FINANCE and Investment Promotion deputy minister David Mnangagwa says the government is still working on restoring the mono-currency regime, despite the lack of confidence support structures.
The country adopted the use of multicurrency in 2009 after the collapse of the Zimbabwe dollar, following a bout of the world’s second highest inflation on record to date.
When the current government removed foreign currency usage in June 2019, the economy fell into a recession that year, forcing the Treasury to restore the multicurrency regime in March 2020.
Only recently, companies depending on banking credit were on the verge of collapse as banks had stopped lending fearing that the multi-currency regime would expire by 2025. This forced the government to push the date to 2030.
“I would not say that there is any confusion. As a matter of fact, there is actually more clarity now than there has ever been,”
Mnangagwa said in an interview with the Zimbabwe Independent on the side-lines of the entrepreneurs networking dinner, whose theme was Building Momentum for 2024. It was organised by the Financial Fitness Health Centre.
“Right now, we are operating under a multi-currency regime, which means that we have a basket of currencies, which can be utilised within the market, the use of which has been extended up until 2030.
“But at the same time, the government has been clear, his Excellency (President Emmerson Mnangagwa) has been clear that we are going mono-currency.”
The deputy minister said the government was working on the policies of compatibility indexing and would have a discussion that will help everyone understand the new direction of the future.
Commenting on how to bring confidence in the local currency as the sole legal tender, the deputy minister said this could only be done by maintaining stability in the prices and the exchange rates.
Currently, the Zimbabwe dollar lacks adequate foreign currency, commodity, or market confidence support structures.

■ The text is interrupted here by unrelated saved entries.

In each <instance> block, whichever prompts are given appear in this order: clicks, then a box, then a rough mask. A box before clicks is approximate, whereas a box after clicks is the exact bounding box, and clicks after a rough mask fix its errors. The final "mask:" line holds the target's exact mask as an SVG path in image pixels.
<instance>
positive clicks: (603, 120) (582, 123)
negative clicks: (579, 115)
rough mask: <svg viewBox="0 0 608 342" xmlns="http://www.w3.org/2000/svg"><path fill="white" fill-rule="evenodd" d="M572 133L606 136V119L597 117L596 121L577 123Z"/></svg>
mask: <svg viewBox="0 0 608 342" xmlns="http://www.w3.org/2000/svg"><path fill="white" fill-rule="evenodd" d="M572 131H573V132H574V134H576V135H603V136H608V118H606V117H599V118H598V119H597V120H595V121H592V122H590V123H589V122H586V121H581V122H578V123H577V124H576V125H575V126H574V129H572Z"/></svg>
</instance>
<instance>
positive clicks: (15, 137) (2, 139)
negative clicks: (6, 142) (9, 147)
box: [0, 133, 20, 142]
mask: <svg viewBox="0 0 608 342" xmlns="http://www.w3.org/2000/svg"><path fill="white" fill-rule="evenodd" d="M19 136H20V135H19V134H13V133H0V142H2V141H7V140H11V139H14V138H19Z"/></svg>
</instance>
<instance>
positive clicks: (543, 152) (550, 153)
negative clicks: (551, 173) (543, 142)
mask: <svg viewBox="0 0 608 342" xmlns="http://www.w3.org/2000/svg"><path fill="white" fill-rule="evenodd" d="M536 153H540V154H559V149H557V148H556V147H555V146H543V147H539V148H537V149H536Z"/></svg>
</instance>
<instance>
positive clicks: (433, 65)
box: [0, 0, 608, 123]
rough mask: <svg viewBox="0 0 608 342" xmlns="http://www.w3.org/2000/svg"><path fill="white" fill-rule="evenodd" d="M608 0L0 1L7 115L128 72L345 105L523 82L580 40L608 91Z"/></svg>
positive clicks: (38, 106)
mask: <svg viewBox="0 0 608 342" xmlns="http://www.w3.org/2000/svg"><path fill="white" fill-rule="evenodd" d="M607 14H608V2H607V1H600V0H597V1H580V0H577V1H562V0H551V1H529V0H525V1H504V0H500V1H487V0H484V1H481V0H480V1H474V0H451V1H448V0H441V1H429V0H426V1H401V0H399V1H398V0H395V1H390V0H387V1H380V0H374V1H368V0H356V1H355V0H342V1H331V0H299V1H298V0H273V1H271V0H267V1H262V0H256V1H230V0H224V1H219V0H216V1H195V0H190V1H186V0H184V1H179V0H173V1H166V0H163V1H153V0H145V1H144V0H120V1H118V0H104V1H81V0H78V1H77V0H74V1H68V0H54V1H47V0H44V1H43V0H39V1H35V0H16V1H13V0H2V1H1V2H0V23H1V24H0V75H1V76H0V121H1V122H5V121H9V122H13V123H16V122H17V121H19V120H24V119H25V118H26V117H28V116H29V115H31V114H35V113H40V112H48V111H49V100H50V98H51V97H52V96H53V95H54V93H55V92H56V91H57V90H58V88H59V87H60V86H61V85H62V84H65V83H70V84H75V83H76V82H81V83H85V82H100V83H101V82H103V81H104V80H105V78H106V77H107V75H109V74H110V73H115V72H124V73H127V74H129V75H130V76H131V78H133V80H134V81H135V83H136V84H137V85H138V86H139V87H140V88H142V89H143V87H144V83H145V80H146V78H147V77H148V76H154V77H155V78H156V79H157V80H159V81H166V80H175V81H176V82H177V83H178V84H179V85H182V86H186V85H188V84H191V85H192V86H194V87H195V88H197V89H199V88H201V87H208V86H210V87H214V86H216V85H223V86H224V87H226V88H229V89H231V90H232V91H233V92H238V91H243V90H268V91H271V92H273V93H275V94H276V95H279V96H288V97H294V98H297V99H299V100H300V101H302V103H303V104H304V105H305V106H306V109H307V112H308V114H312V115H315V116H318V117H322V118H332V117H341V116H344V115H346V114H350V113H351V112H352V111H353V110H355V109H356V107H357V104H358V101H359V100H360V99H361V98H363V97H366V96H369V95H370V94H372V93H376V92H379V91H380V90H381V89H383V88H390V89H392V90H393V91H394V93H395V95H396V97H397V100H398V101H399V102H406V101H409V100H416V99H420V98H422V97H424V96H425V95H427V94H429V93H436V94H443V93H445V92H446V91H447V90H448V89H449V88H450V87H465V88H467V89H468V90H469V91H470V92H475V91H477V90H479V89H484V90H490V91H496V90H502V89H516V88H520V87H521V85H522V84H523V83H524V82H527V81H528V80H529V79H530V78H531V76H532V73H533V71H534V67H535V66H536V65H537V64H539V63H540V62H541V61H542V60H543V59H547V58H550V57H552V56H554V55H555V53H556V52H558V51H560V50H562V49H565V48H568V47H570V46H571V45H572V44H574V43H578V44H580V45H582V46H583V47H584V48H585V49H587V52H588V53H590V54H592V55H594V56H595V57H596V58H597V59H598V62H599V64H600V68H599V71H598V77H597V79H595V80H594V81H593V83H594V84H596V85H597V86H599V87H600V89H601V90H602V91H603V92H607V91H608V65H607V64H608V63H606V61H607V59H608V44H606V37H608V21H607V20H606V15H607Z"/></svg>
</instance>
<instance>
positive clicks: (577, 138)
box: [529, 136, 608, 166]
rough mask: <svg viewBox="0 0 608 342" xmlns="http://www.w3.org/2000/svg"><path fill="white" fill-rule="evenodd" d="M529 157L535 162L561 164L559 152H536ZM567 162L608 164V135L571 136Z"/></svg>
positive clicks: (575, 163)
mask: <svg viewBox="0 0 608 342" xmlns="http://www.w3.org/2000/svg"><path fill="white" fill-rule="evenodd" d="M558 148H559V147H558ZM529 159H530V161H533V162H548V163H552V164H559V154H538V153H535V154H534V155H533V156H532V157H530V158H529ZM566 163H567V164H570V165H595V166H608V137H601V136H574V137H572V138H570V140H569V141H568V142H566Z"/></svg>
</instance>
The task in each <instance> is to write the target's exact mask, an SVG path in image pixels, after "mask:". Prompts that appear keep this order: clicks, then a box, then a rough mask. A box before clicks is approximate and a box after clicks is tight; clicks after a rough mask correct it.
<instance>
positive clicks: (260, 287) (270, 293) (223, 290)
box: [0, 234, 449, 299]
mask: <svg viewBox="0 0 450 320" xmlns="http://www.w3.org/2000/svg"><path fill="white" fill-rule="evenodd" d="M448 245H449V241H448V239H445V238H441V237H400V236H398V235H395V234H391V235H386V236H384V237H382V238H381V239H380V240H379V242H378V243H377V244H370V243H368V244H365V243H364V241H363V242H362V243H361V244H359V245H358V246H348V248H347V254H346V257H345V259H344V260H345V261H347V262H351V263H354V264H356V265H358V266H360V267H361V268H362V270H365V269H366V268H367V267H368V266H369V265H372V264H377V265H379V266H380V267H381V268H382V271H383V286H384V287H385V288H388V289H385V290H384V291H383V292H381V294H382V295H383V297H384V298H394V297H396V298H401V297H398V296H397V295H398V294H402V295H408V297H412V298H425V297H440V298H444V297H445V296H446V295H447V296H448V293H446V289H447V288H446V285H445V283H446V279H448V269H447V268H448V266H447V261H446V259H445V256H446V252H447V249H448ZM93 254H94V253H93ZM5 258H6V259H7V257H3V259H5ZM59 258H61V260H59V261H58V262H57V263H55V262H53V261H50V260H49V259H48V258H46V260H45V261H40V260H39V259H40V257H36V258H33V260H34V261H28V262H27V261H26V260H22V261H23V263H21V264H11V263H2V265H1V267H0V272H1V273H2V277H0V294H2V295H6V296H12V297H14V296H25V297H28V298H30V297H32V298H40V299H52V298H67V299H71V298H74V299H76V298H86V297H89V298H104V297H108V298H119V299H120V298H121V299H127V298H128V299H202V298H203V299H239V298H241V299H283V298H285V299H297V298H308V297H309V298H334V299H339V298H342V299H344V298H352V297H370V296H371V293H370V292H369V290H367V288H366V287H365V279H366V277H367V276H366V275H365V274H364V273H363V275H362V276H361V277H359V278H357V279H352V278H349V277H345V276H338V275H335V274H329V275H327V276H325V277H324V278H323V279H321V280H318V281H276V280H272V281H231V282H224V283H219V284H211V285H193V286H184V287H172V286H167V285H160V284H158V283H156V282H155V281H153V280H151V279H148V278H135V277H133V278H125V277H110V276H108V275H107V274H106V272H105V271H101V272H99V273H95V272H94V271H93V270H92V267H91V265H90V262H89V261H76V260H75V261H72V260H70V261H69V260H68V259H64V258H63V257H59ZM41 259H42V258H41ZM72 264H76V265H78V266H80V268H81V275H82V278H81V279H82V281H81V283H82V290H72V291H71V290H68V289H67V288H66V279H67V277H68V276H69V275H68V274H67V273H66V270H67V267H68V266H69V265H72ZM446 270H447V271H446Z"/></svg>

“Look, the confidence issue is something that we have to deal with. It is not an event. It is something that has to be gained over time by maintaining stability with currency, with the prices and the exchange rates,” Mnangagwa said.
He said the use of the United States dollar was killing the manufacturing industry.
“But, the phenomena that we had when we were using strictly US dollars, Zimbabwe became a supermarket for other countries,” Mnangagwa said.
“Other countries were able to produce with their own currencies cheaper, just come and dump their goods here, siphoning the US dollar and taking it back to their countries.
“So, to have that competitive edge, we need to be manufacturing and selling our own products in our local currency.
“Once we do that, we can come up with our own monetary policies and structures that make sure that we keep our industry competitive. We can’t do that with the US dollar,” he added.
While the government says the use of the US dollar was killing industry, manufacturers and investors were the ones pushing for the continued usage of the multi-currency regime.
“We need our own local currency to become more competitive in pricing and in quality and so that we can grow in terms of industry. Industry can also testify to this,” Mnangagwa said.
“We can never be competitive as a country as long as we are using the US dollar. I talk about competitiveness, and it comes in two aspects, your pricing and your quality. And it means that one of them has to give so that you match products that are big, important, or coming from somewhere else.”